Maler Jörg Immendorff nach langem Nervenleiden gestorben

  • Fotos Der Maler und Kunstprofessor Jörg Immendorff ist am Montag nach langem Leiden im Alter von 61 Jahren in seinem Haus in Düsseldorf gestorben. Das teilten seine Ehefrau Oda Jaune-Immendorff und der behandelnde Neurologe Thomas Meyer in Düsseldorf mit.

    Düsseldorf (dpa/lnw). Immendorff litt seit Jahren an der unheilbaren Nervenkrankheit ALS (Amyotrophe Lateralsklerose) und wurde auch an der Charité in Berlin behandelt. Der dortige Spezialist Meyer sagte der Deutschen Presse-Agentur dpa, in den Morgenstunden sei ein plötzlicher Herzstillstand bei Immendorff eingetreten.

    Immendorff, am 14. Juni 1945 im niedersächsischen Bleckede geboren, zählte zu den bekanntesten Malern in Nachkriegsdeutschland. Insbesondere mit dem Bilderzyklus „Café Deutschland“ aus den späten 70er Jahren, in dem er die deutsche Teilung in expressiver Malweise anprangerte, eroberte sich der ehemalige Maoist einen Platz in der jüngeren Kunstgeschichte. Seine letzten, oft kleinfigurigen Arbeiten, tendierten zum Surrealismus. Mit dem häufigen Motiv des „Maleraffen“, der einen Pinsel hält, ironisierte er in vielen Bildern die eigene Zunft.

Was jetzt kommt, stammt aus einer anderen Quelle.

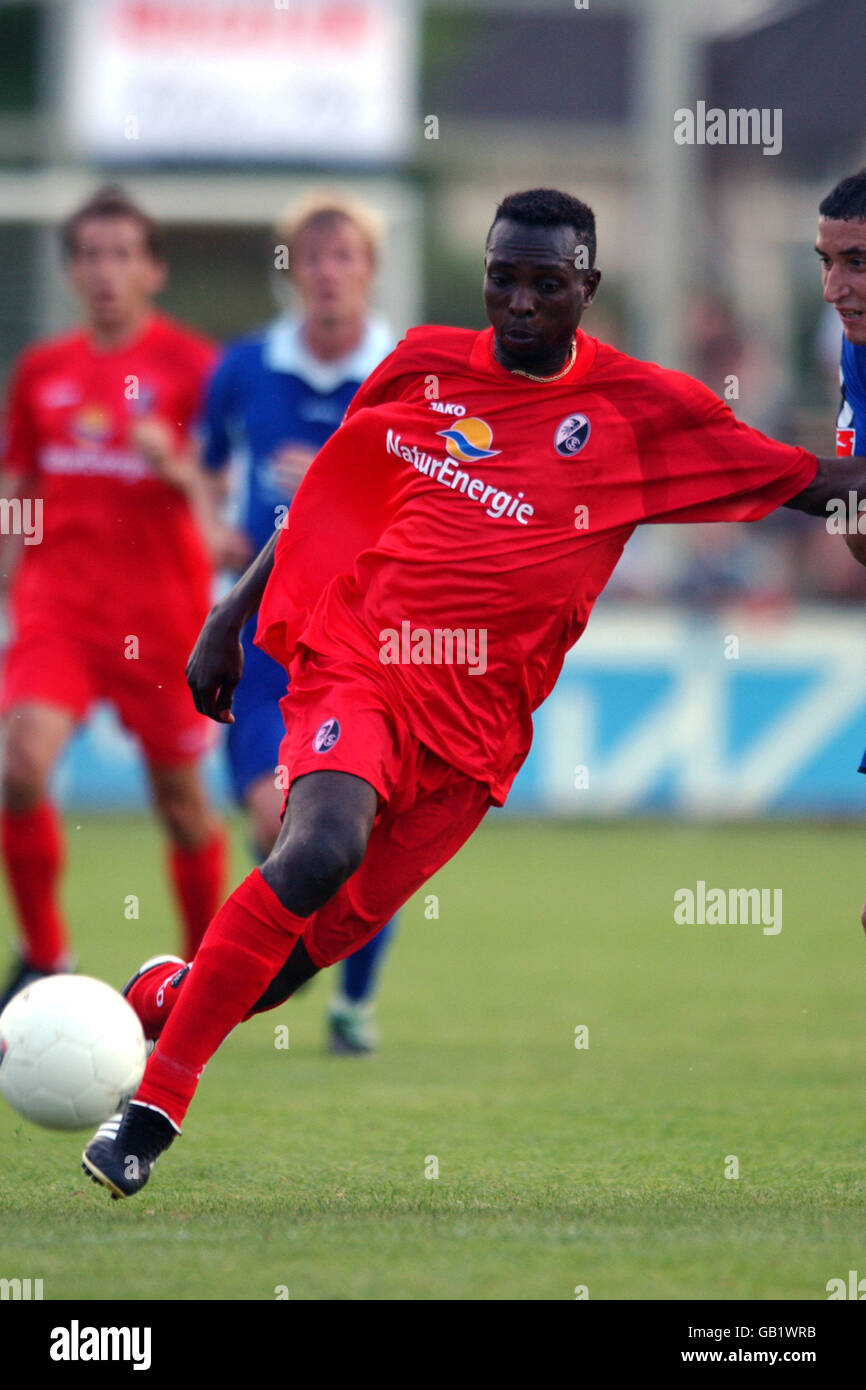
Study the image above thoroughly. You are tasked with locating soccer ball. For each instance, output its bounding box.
[0,974,146,1129]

    Gemeinsam mit seiner jungen Ehefrau zeigte er sich Jahre lang gerne auf den Partys der Society im Lande und lieferte auch der Regenbogenpresse Lesestoff. Die Tatsache, dass Immendorff mit einer gehörigen Menge Kokain und einer Reihe von Prostituierten in einem Düsseldorfer Nobelhotel von der Kripo erwischt worden war, tat seinem künstlerischen Ruf keinen Abbruch. Der frühere Beuys-Schüler erhielt eine Bewährungs- und eine hohe Geldstrafe, was auch außerhalb der Kunstszene für Schlagzeilen sorgte.

    Auf der Rangliste der 100 bedeutendsten Künstler der Welt im „Kunstkompass“ des Wirtschaftsmagazins „Capital“ konnte sich der Düsseldorfer Kunstprofessor mit Hang zu „erotischen Inszenierungen“ um zehn Plätze ins Mittelfeld vorschieben. Die Zahl kleinerer und größerer Ausstellungen im Lande, auf der oft lediglich seine Grafik präsentiert wurde, mehrten sich merklich. Zuletzt war im Winter 2005 eine international beachtete Ausstellung des Künstlers in der Neuen Nationalgalerie in Berlin gezeigt worden. Den angesehenen Goslarer Kaiserring, eine der begehrtesten deutschen Auszeichnungen für Künstler, hatte Immendorff Anfang Oktober 2006 wegen einer schweren Lungenentzündung nicht mehr selbst entgegen nehmen können.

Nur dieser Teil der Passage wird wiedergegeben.